In the end, the first exchange in the House of Commons between Prime Minister Justin Trudeau and Official Opposition Leader Andrew Scheer was a classy one.
Monday marked the first question period Trudeau has attended since Scheer became the Conservative leader. His new chief rival kicked things off by reflecting on the terror attack in London, U.K. on Saturday.
“I want to thank the prime minister for his statement and I trust that all members stand in solidarity at this time,” Scheer began.
The new Tory leader noted how Christine Archibald from British Columbia was killed in the attack. Archibald was a former social worker who helped homeless people before moving to Europe to be with her fiancé.
Scheer noted how Archibald’s family is asking Canadians to volunteer their time and money to homeless shelters in her name, and “tell them Chrissy sent you.”
“I want to echo that sentiment today,” Scheer said, before asking for an update on the government’s response to the attack.
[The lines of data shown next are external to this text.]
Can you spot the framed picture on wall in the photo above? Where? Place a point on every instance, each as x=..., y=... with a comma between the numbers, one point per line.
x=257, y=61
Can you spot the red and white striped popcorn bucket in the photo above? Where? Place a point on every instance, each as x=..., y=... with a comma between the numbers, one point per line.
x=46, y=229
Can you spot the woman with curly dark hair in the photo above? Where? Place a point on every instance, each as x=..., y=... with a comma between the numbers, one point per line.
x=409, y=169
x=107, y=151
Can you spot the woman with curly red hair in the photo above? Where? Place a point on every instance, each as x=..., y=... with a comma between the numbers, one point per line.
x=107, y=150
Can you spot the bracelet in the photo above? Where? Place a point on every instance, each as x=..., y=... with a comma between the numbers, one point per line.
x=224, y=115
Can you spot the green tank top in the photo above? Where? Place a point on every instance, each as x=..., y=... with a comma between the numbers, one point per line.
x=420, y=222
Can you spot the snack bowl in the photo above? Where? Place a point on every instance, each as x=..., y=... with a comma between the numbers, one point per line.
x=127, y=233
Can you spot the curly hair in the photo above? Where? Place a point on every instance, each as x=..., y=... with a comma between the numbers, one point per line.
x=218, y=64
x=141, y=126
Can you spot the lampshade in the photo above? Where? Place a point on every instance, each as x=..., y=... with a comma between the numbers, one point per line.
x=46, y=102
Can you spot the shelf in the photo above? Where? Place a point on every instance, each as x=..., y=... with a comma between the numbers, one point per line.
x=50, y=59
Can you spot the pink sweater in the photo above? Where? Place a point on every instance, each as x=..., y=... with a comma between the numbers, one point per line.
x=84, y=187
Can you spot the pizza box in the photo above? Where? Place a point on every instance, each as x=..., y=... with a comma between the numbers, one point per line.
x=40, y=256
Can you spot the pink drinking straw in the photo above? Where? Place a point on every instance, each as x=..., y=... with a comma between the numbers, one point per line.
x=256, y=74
New Tory Leader Andrew Scheer listens to Prime Minister Justin Trudeau in question period on June 5, 2017. (Photo: Adrian Wyld/The Canadian Press)
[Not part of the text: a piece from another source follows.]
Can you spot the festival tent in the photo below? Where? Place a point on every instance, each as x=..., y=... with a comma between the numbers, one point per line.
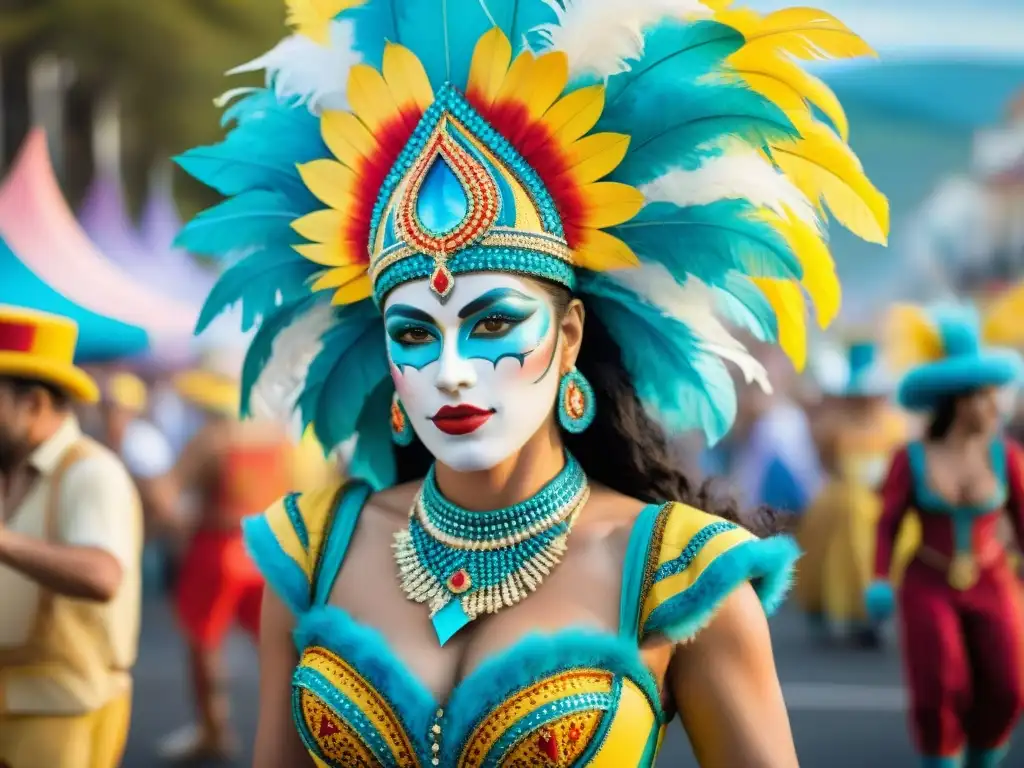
x=40, y=229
The prime minister also expressed condolences to Archibald’s family and friends. Trudeau said he had just spoken with British Prime Minister Theresa May to convey how Canadians stand in solidarity with all British people.
“I thank the leader of the Official Opposition for his question and I look forward to working with him on issues of import to all Canadians,” Trudeau said.
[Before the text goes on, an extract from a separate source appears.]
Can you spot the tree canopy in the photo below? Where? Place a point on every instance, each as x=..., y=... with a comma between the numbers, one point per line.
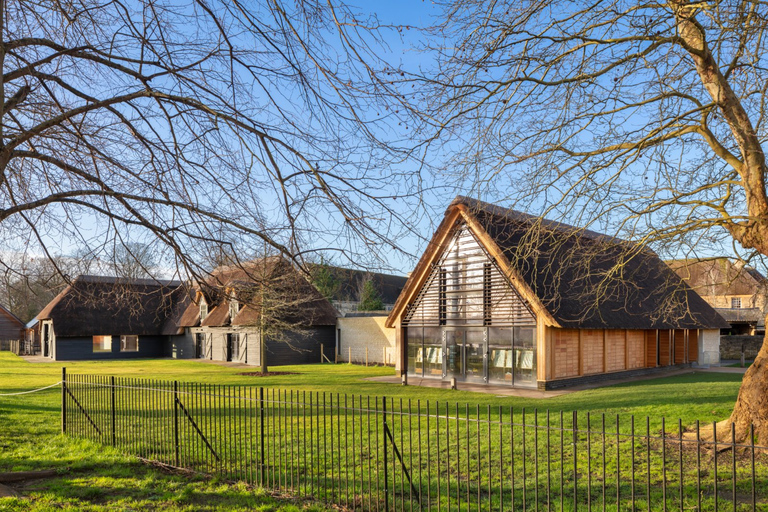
x=192, y=126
Liberal MPs and many Conservatives rose in a standing ovation.
Before question period, MPs held a moment of silence for Archibald, who hailed from Castlegar, B.C., and all other victims.
'She had room in her heart for everyone'
NDP MP Murray Rankin, Tory House Leader Candice Bergen and Liberal MP Stephen Fuhr also paid tributes with speeches to the House.
Rankin noted how Archibald died in her fiancé's arms after three terrorists “turned a van into a weapon.”
“Christine has been described as a bright light by those around her. She dedicated her life to helping the homeless and people suffering from addictions,” Rankin said.
“Her family said that she had room in her heart for everyone and believed everyone was to be valued and respected. Her life deserved that same respect.”